Montreal
Drving back from Montreal's fantastic Cheap Thrills record and book shop, we listen to "the Women of Rembetica CD", which our city guide, Jeff M bought. The singers include Roza Eskenazi and Marika Papagike, the songs are beautiful, supposedly a bit risque, but a gorgeous blend of arabic scales and impassioned, soulful singing. Apparently this music was banned in Greece in the early 20th century. I got all three volumes of The Man Without Qualities by Robert Musil, for 13$ Canadian. It's very dark and raining solidly, the winter cold really coming in. Jeff and Astra have a lightbox in their appartment to stave off s.a.d., and I don't blame them. The night before, post-show, we laboured through the cold to eat some poutine with Annie Hayden and her band, and Ted from Destroyer, who is visiting Montreal for a while. It was here that the first signs of tour debauchery took place with certain un-named people falling into drunken comas at the table, giggling teenage girls burning their earlobes with bic lighters.
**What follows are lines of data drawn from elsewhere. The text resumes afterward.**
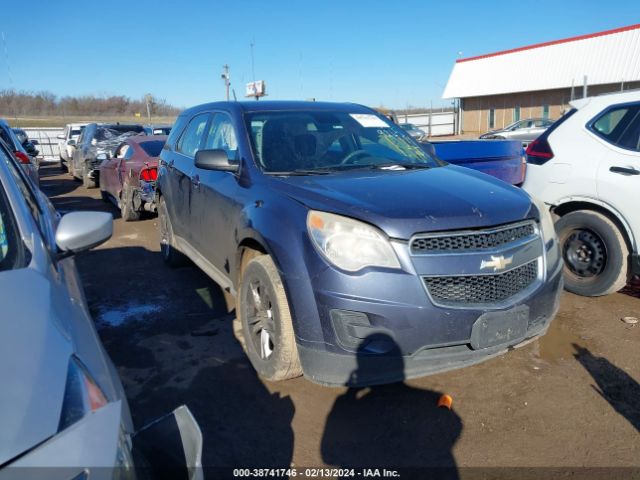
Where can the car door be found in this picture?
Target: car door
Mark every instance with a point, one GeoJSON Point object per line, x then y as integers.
{"type": "Point", "coordinates": [122, 167]}
{"type": "Point", "coordinates": [618, 179]}
{"type": "Point", "coordinates": [216, 195]}
{"type": "Point", "coordinates": [179, 163]}
{"type": "Point", "coordinates": [108, 172]}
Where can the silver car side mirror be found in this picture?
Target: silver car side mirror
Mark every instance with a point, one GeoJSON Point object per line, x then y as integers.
{"type": "Point", "coordinates": [80, 231]}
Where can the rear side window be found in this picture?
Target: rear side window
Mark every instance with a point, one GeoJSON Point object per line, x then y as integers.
{"type": "Point", "coordinates": [619, 126]}
{"type": "Point", "coordinates": [11, 247]}
{"type": "Point", "coordinates": [152, 148]}
{"type": "Point", "coordinates": [191, 139]}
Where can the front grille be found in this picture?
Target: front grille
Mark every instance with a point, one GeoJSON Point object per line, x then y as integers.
{"type": "Point", "coordinates": [480, 240]}
{"type": "Point", "coordinates": [480, 289]}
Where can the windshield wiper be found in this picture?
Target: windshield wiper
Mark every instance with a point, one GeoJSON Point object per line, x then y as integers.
{"type": "Point", "coordinates": [299, 171]}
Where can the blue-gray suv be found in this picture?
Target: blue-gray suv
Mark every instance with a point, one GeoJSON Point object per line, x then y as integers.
{"type": "Point", "coordinates": [346, 244]}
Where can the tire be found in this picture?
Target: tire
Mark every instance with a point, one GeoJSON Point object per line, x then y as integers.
{"type": "Point", "coordinates": [267, 329]}
{"type": "Point", "coordinates": [170, 255]}
{"type": "Point", "coordinates": [87, 181]}
{"type": "Point", "coordinates": [595, 253]}
{"type": "Point", "coordinates": [127, 210]}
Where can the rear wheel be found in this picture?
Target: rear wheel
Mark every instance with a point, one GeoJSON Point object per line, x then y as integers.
{"type": "Point", "coordinates": [596, 256]}
{"type": "Point", "coordinates": [127, 210]}
{"type": "Point", "coordinates": [170, 255]}
{"type": "Point", "coordinates": [266, 321]}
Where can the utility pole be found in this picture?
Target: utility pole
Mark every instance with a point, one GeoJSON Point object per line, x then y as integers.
{"type": "Point", "coordinates": [226, 78]}
{"type": "Point", "coordinates": [253, 71]}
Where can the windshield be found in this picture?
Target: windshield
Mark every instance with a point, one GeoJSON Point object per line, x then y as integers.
{"type": "Point", "coordinates": [331, 141]}
{"type": "Point", "coordinates": [10, 252]}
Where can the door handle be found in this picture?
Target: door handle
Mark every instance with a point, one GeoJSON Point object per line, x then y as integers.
{"type": "Point", "coordinates": [624, 170]}
{"type": "Point", "coordinates": [195, 180]}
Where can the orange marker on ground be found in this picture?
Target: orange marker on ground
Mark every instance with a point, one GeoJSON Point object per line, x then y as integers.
{"type": "Point", "coordinates": [445, 401]}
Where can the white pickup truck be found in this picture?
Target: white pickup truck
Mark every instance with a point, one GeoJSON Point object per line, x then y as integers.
{"type": "Point", "coordinates": [586, 167]}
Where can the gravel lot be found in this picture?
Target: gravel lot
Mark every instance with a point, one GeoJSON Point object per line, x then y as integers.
{"type": "Point", "coordinates": [571, 399]}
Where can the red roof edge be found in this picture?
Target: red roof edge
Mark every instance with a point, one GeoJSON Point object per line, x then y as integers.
{"type": "Point", "coordinates": [554, 42]}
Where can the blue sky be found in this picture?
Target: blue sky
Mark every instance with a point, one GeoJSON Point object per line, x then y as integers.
{"type": "Point", "coordinates": [372, 52]}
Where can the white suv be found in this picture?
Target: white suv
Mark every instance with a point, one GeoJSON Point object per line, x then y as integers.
{"type": "Point", "coordinates": [587, 168]}
{"type": "Point", "coordinates": [71, 132]}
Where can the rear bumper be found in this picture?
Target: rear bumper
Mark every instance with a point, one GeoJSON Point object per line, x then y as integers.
{"type": "Point", "coordinates": [339, 365]}
{"type": "Point", "coordinates": [98, 447]}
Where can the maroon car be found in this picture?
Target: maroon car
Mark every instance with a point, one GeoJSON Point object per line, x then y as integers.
{"type": "Point", "coordinates": [129, 178]}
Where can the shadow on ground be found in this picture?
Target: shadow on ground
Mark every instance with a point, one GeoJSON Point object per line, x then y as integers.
{"type": "Point", "coordinates": [390, 425]}
{"type": "Point", "coordinates": [613, 384]}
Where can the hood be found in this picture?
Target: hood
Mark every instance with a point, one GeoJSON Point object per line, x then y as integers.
{"type": "Point", "coordinates": [33, 367]}
{"type": "Point", "coordinates": [403, 203]}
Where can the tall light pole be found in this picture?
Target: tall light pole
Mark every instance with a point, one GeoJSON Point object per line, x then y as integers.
{"type": "Point", "coordinates": [225, 77]}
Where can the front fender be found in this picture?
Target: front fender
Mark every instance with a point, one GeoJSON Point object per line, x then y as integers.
{"type": "Point", "coordinates": [279, 226]}
{"type": "Point", "coordinates": [597, 202]}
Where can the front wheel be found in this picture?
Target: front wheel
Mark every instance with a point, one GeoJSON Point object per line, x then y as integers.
{"type": "Point", "coordinates": [266, 321]}
{"type": "Point", "coordinates": [87, 181]}
{"type": "Point", "coordinates": [596, 256]}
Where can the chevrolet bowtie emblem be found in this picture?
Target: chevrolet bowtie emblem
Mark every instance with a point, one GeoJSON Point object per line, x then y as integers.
{"type": "Point", "coordinates": [497, 263]}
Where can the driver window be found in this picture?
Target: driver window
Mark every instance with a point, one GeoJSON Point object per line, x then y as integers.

Out of Montreal in the dark, streams of headlights and a sinking feeling, a sense of dread is coming back to me, asleep since Porto. I'm not cut out for this lifestyle.
The rain turns to sleet as we approach the border, and once we're over a snowstorm is howling around us. The freeway is reduced to a few tyre tracks in a blank, black wilderness. No towns or civilisation for miles. Eventually, we stop in West Lebanon, New Hampshire, at a place called the Fireside Inn, complete with gazebo and water feature with terrapins. It's eerie, with the wind howling around the windows, Sleepy Hollow style, this is deeper culture shock for me than desert villages in southern Spain or the Christiana commune in Copenhagen.